Acaso a política de hoje está melhor que a do passado? Será que a classe política ficou mais confiável? Não e não! No entanto, nunca houve tantas mulheres na política como atualmente, prova de que, para as mudanças desejadas, não basta quantidade, tem que ter qualidade.

E o que esse blá-blá-blá oficial faz é massificar uma nova e maliciosa categoria semântica, a "violência política de gênero", um "conceito líquido" (como diria Bauman) que há pouco foi enfiado na lei 14.192/2021 e virou mais um instrumento gerador de insegurança jurídica.

É uma aposta em dois desvios éticos: egoísmo e omissão.

Nem todas as mulheres se iludem com essa farsa. Mas haverá as que, olhando com olhos egoístas, veem nela alguma forma de vantagem. Haverá também homens e mulheres que, embora percebendo o engodo mas temendo o politicamente correto, ficam em silêncio e se omitem.

Precisamos, sim, evoluir no quesito "respeito às diferenças", o que nada tem a ver com a rivalidade rancorosa das bandeiras identitárias, que dividem a sociedade, jogam uns contra outros e pavimentam o caminho para a implantação de regimes totalitários.
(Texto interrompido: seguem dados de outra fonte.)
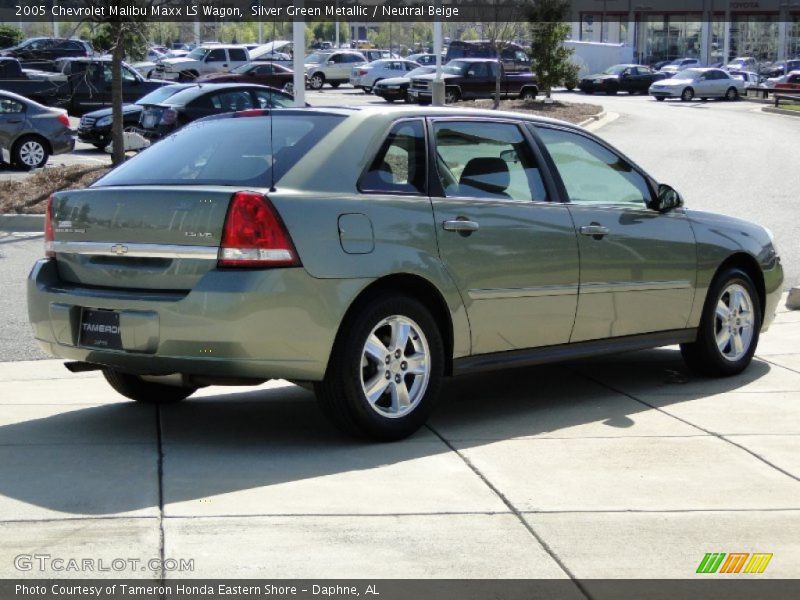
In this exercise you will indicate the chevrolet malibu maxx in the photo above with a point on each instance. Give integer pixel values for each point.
(453, 241)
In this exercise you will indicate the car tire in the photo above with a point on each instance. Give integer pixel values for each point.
(451, 96)
(729, 327)
(316, 81)
(30, 152)
(134, 387)
(366, 357)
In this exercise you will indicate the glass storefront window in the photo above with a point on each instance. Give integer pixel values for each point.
(667, 37)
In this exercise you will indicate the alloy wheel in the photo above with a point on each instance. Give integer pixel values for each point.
(734, 322)
(395, 366)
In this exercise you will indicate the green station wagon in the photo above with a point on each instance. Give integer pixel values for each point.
(371, 253)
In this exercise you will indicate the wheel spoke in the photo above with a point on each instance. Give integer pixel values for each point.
(417, 364)
(722, 311)
(376, 349)
(737, 345)
(400, 334)
(723, 339)
(400, 400)
(376, 386)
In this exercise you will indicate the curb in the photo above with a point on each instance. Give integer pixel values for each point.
(781, 111)
(592, 119)
(793, 300)
(22, 223)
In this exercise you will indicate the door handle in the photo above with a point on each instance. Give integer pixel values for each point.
(594, 230)
(461, 225)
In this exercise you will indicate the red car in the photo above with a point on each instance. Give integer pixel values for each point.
(260, 72)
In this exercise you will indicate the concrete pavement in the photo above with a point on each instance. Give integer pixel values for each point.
(624, 466)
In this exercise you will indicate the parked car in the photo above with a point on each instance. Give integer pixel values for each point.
(513, 56)
(780, 68)
(10, 68)
(95, 126)
(208, 58)
(701, 83)
(423, 58)
(262, 73)
(792, 82)
(201, 100)
(333, 68)
(473, 78)
(396, 88)
(742, 63)
(48, 49)
(679, 64)
(85, 85)
(31, 132)
(499, 240)
(621, 78)
(366, 76)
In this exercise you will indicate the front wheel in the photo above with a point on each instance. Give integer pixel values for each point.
(385, 371)
(729, 328)
(134, 387)
(30, 153)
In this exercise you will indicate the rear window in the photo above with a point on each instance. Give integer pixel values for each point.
(241, 154)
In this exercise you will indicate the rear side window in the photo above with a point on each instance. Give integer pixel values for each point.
(241, 154)
(399, 167)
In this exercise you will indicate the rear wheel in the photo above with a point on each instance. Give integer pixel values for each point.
(30, 152)
(385, 371)
(136, 388)
(316, 81)
(452, 95)
(729, 328)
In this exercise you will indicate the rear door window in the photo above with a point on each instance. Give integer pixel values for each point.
(399, 167)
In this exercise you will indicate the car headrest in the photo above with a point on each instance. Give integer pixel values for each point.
(487, 173)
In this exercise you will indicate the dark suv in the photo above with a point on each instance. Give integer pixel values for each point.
(48, 49)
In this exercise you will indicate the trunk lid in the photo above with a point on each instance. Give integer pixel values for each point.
(162, 238)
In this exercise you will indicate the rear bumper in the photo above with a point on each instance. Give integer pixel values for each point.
(277, 323)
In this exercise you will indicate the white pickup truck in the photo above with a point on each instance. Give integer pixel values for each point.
(208, 58)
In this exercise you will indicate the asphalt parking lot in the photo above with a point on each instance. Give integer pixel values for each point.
(623, 467)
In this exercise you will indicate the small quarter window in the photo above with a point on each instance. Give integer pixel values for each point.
(399, 167)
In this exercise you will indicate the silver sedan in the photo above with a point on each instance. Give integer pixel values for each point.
(698, 83)
(366, 76)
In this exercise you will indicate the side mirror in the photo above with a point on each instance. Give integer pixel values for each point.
(668, 199)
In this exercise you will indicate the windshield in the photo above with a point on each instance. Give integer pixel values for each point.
(198, 53)
(237, 158)
(421, 71)
(317, 57)
(689, 74)
(158, 95)
(456, 67)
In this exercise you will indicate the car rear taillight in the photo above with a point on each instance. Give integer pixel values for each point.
(254, 235)
(49, 238)
(169, 116)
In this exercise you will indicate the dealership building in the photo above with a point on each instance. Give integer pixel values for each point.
(710, 30)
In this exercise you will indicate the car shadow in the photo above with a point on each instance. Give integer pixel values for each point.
(104, 460)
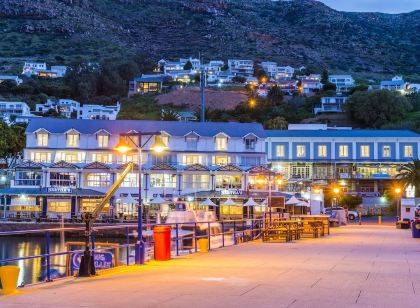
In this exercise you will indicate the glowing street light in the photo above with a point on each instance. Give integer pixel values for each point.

O comportamento abusivo não depende de sexo, idade, cor da pele, escolaridade nem religião, sendo um erro estabelecer como critério de escolha eleitoral sexo, idade, cor da pele, escolaridade ou religião.

Apesar disso, a Justiça Eleitoral, em vez de estimular as mulheres a buscarem um conhecimento esclarecido e responsável da política, opta por oferecer-lhes o limitante papel de vítima e propor-lhes que, à semelhança das condutas masculinas, tomem o poder.

 

Renato Sant'Ana é Advogado e Psicólogo.